The film Krasinski and Michael Bay both served as producers on the film and were both in attendance to lend their support for Sarnoski.
“They were they were both so sweet and so supportive of it, and they gave me some beautiful congratulations,” Sarnoski said. “It’s really fun talking to someone like Michael Bay, who you think of as making these huge movies and is untouchable. Then he’s pointing out these like subtleties of the movie and lens choices. He was very sweet and intelligent about the way he approached that stuff.”
Krasinski and Bay weren’t the only ones dishing out advice to their colleagues. Nyong’o shared some words of wisdom with Quinn about joining the Marvel Cinematic Universe. She played Nakia in Marvel’s “Black Panther” movies, while Quinn is set to star as Johnny Storm (aka the Human Torch) in “The Fantastic Four,” which is scheduled to begin filming later this year.
“She told me that it was an experience that I could very much look forward to…” Quinn began, getting briefly distracted by Nyong’o’s shimmering arrival to the black carpet. (“Doesn’t she look gorgeous?” he remarked, interrupting himself.) “She told me to be open-minded and just to commit very hard.”
It’s just the first of many Marvel connections for Quinn, who also stars in Paramount’s upcoming “Gladiator 2,” the trailer for which is rumored to debut attached to Marvel’s “Deadpool & Wolverine.”

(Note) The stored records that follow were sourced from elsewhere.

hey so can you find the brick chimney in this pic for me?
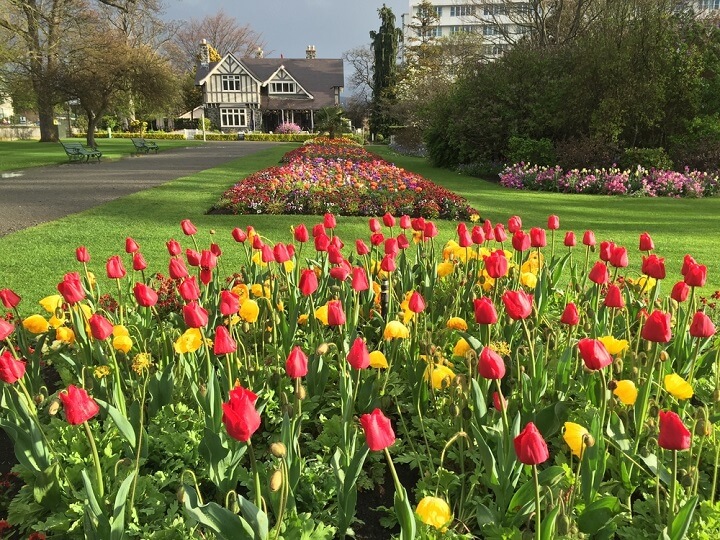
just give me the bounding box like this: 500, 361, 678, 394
199, 39, 210, 67
306, 45, 316, 59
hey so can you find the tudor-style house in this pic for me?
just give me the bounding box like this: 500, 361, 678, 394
195, 41, 344, 133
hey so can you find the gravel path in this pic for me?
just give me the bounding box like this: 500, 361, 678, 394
0, 141, 277, 238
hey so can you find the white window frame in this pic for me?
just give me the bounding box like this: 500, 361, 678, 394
221, 75, 242, 91
269, 82, 296, 94
450, 5, 475, 17
220, 108, 247, 128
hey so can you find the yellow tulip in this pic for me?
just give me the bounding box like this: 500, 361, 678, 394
55, 326, 75, 344
437, 261, 454, 278
384, 320, 410, 340
283, 260, 295, 272
113, 335, 133, 354
132, 353, 152, 374
453, 338, 471, 357
174, 328, 203, 354
563, 422, 590, 458
39, 294, 63, 313
240, 299, 260, 323
664, 373, 693, 400
251, 251, 267, 267
520, 272, 537, 289
23, 315, 49, 334
297, 314, 309, 325
232, 284, 250, 305
416, 496, 452, 530
613, 380, 638, 405
598, 335, 629, 356
426, 364, 455, 390
48, 314, 66, 328
369, 351, 389, 369
446, 317, 468, 331
113, 325, 129, 337
442, 240, 459, 260
94, 365, 111, 379
314, 304, 329, 325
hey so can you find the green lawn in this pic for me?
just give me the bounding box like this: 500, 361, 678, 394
0, 142, 718, 314
0, 137, 203, 171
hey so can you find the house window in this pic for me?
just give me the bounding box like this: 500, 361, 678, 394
220, 108, 247, 127
699, 0, 720, 8
222, 75, 242, 91
482, 25, 498, 35
270, 82, 296, 94
450, 25, 475, 34
484, 5, 508, 16
450, 5, 475, 17
418, 5, 442, 17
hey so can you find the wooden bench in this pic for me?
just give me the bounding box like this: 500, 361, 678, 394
131, 137, 159, 155
60, 141, 102, 163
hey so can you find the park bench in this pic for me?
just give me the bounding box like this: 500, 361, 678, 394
60, 141, 102, 163
131, 137, 159, 155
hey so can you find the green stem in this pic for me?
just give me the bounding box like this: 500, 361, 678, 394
669, 450, 678, 523
533, 464, 541, 540
248, 442, 263, 510
129, 376, 149, 514
84, 421, 104, 498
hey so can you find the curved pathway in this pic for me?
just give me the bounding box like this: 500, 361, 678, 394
0, 141, 276, 237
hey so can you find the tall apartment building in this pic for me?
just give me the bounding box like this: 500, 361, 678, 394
401, 1, 720, 60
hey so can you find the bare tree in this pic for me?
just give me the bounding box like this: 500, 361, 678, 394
172, 10, 267, 72
342, 45, 374, 102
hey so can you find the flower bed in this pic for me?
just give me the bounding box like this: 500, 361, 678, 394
213, 139, 479, 219
500, 162, 720, 197
0, 214, 719, 538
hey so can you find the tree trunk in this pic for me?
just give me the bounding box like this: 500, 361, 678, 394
37, 93, 58, 143
86, 110, 99, 148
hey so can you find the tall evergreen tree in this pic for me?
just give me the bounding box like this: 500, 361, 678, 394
369, 4, 402, 137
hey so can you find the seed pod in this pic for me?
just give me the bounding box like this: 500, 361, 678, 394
713, 388, 720, 403
450, 404, 460, 417
297, 385, 307, 400
270, 469, 283, 492
316, 343, 329, 355
48, 398, 61, 416
607, 380, 618, 391
659, 350, 669, 362
270, 442, 287, 458
583, 434, 596, 448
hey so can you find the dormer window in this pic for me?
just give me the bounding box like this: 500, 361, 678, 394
270, 82, 296, 94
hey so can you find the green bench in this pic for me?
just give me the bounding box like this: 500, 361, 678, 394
131, 137, 159, 155
60, 141, 102, 163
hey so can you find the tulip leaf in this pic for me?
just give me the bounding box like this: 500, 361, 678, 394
667, 495, 698, 540
475, 502, 497, 526
639, 453, 672, 487
147, 361, 175, 417
181, 483, 257, 540
95, 398, 136, 452
581, 413, 606, 505
236, 495, 269, 540
578, 495, 620, 534
33, 463, 61, 506
81, 469, 111, 538
509, 466, 565, 521
540, 504, 561, 539
110, 471, 136, 540
393, 484, 416, 540
534, 400, 569, 438
607, 411, 631, 451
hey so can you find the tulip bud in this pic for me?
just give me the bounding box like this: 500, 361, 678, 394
680, 472, 694, 489
316, 343, 329, 355
270, 469, 283, 492
582, 433, 595, 448
297, 385, 307, 400
713, 388, 720, 403
659, 350, 669, 362
270, 442, 287, 458
48, 398, 61, 416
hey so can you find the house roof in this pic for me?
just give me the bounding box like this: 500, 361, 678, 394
195, 57, 344, 110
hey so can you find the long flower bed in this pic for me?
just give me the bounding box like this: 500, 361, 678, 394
0, 214, 719, 538
500, 162, 720, 197
213, 138, 479, 219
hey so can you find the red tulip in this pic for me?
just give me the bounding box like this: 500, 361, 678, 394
478, 347, 506, 379
382, 213, 396, 227
512, 230, 530, 252
671, 281, 690, 303
368, 218, 381, 233
472, 226, 485, 244
328, 245, 344, 265
59, 385, 99, 425
588, 261, 609, 284
458, 224, 472, 248
493, 223, 506, 242
641, 310, 672, 343
370, 233, 384, 246
273, 243, 291, 264
213, 326, 236, 355
681, 255, 697, 276
311, 223, 325, 238
577, 338, 613, 370
423, 221, 438, 238
641, 255, 665, 280
360, 408, 395, 451
183, 302, 209, 328
89, 313, 114, 340
261, 245, 275, 263
169, 258, 189, 280
327, 300, 346, 326
473, 296, 498, 324
530, 227, 546, 248
222, 385, 261, 442
483, 219, 494, 240
293, 224, 308, 243
330, 265, 350, 281
400, 215, 411, 229
397, 233, 409, 250
323, 213, 337, 229
684, 263, 707, 288
380, 254, 396, 272
356, 239, 370, 256
132, 252, 147, 271
106, 255, 126, 279
351, 266, 369, 292
285, 346, 308, 378
125, 237, 139, 253
180, 219, 197, 236
639, 232, 654, 252
347, 337, 370, 370
514, 422, 549, 465
560, 303, 580, 325
411, 217, 426, 231
689, 312, 715, 338
185, 249, 201, 267
201, 249, 218, 269
492, 391, 507, 412
219, 290, 240, 316
384, 238, 399, 256
408, 291, 426, 313
252, 235, 264, 250
0, 351, 25, 384
508, 215, 522, 234
75, 246, 90, 263
0, 319, 14, 341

“I haven’t seen a cut of it,” teased Quinn, who plays Emperor Caracalla in Ridley Scott’s Roman epic. “I’ve seen little moments of footage, and it looks like everything that you could possibly want. It’s paying homage to the first film, but very much making it’s its own thing. There’s some fantastic performances in it. And I’m very much looking forward to people seeing it — if not a little nervous about it.”